A potent low pressure system rides across the U.S. Canada border this week. The trailing cold front sparks rounds of showers and T-Storms Tuesday. There is little risk of severe weather across Minnesota Tuesday, but the front brings the first soaking in a week for many communities.
Rainfall may exceed an inch across Minnesota with Tuesday's passing front. The best chance for metro rains arrive Tuesday night into Wednesday morning.
Weekend frost potential
Behind the front, the season's coolest air mass punches south by this weekend. Highs will not climb out of the 50s by Friday, and low dip into the 30s Saturday morning.
Frost looks likely in the Twin Cities suburbs Saturday morning. The inner metro core may escape 32 degrees, but it's going to be close.
Milder next week
Next week starts on a milder note. Northwest flow aloft over the weekend gives way to a milder Pacific air mass by next Monday.
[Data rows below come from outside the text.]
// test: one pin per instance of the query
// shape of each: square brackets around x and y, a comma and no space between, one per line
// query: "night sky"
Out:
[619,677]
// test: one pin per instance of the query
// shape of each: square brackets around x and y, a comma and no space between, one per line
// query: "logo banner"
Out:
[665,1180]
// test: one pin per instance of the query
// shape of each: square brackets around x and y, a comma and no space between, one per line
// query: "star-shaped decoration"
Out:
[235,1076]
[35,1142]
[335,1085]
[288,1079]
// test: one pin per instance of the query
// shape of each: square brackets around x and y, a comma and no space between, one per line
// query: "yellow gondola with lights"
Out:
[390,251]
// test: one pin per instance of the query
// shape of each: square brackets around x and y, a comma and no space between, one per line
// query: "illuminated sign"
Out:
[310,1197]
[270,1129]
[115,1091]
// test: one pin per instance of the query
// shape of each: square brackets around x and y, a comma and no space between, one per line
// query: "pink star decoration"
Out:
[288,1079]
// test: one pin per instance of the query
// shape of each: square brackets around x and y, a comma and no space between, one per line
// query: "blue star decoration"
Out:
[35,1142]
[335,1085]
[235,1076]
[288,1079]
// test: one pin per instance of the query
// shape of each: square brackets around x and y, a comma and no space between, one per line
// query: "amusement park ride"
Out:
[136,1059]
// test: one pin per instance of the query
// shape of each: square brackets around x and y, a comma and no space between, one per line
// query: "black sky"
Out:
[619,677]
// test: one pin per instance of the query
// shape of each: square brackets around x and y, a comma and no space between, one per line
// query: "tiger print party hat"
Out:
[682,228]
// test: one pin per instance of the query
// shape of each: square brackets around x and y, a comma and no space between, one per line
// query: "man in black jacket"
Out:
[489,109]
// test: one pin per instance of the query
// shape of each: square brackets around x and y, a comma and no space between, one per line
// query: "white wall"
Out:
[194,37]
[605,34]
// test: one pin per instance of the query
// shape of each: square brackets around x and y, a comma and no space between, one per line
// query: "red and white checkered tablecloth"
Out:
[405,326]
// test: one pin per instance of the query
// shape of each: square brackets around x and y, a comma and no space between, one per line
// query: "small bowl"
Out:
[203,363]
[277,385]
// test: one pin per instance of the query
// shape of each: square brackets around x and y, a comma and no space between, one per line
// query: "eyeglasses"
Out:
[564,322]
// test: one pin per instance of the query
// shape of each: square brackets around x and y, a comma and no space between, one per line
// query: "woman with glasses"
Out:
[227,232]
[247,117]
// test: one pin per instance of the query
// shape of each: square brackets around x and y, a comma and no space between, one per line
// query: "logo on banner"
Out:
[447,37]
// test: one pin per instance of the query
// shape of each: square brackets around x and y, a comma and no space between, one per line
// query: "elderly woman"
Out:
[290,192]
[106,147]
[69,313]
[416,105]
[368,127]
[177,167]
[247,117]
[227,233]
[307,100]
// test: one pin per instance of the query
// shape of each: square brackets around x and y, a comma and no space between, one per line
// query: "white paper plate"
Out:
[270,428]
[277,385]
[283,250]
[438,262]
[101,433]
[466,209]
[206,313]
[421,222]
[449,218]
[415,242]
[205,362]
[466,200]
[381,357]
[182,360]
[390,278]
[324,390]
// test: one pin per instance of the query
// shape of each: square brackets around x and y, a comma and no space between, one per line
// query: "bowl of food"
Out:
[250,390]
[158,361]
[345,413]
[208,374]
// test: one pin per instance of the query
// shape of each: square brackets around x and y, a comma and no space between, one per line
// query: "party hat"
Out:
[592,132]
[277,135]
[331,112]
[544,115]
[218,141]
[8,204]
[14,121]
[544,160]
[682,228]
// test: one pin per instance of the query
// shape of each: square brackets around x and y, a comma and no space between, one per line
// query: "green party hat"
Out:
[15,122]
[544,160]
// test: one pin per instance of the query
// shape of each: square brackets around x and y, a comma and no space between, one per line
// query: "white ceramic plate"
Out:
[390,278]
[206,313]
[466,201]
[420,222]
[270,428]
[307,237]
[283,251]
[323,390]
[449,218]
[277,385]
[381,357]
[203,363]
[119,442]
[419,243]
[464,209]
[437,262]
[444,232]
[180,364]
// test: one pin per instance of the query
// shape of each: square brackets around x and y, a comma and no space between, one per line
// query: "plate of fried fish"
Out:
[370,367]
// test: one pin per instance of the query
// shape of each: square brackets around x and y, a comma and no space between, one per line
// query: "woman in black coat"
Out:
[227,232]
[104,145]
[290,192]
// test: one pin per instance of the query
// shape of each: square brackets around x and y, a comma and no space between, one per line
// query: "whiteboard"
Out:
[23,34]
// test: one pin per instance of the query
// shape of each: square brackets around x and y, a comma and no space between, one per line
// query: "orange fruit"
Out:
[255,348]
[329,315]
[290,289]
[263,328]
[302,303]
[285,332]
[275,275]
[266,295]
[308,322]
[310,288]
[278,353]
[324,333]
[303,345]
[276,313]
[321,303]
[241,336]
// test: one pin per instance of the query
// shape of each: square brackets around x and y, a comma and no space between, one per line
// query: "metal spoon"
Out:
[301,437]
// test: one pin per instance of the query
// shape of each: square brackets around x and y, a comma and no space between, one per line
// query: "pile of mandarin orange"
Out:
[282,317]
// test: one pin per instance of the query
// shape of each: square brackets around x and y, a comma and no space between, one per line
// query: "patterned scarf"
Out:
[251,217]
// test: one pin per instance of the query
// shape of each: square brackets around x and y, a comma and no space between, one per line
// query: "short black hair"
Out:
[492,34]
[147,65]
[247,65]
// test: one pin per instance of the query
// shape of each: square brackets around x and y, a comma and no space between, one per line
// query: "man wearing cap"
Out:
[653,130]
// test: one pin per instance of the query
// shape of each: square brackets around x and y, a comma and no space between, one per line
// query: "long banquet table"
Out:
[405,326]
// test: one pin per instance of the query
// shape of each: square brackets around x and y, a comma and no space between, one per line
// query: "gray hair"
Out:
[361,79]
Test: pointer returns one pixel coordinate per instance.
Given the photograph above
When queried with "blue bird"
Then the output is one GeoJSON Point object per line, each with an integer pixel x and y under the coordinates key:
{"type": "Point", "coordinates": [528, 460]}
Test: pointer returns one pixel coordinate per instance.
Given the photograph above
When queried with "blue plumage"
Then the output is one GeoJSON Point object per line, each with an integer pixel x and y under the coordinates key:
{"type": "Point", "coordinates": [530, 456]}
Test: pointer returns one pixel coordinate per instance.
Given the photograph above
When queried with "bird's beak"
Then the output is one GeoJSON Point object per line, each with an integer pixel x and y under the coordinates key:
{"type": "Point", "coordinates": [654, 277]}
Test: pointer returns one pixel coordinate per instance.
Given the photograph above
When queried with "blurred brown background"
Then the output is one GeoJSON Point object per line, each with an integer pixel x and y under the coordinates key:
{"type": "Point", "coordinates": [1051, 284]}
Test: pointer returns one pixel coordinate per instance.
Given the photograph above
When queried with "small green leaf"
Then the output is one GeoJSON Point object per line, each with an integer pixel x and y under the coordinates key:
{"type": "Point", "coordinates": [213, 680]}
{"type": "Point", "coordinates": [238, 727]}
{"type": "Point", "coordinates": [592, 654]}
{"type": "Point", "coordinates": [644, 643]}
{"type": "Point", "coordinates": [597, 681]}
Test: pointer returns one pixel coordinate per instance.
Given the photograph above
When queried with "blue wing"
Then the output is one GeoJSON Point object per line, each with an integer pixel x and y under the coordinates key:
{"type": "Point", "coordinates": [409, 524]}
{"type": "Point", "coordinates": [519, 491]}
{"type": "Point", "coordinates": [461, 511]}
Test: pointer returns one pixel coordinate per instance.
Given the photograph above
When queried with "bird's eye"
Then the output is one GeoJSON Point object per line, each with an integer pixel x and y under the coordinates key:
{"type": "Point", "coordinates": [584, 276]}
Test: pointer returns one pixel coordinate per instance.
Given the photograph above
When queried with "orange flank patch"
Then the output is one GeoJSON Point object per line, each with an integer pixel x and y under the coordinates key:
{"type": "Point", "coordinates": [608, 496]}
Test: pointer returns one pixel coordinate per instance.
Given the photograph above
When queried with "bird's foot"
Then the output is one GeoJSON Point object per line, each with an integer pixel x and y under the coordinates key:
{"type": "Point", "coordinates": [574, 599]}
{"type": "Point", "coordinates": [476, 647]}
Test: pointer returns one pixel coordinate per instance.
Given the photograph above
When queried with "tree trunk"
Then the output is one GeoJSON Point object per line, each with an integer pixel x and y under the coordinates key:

Temperatures overall favor warmer than average readings as we move deeper into October. I can see a few more days in the 70s this month.
Hurricane Matthew first Category 5 since 2007
Hurricane Matthew's winds peaked at an incredible 160 mph Sunday. Matthew up-cycled again overnight, and is now a symmetric and still extremely dangerous Category 4 storm.
Next the storm lashes Haiti and eastern Cuba, before churning north into the Bahamas this week.
The overnight Euro run brings the storm dangerously close to Florida later this week.
Most of the track guidance still keeps the center off shore from the eastern USA.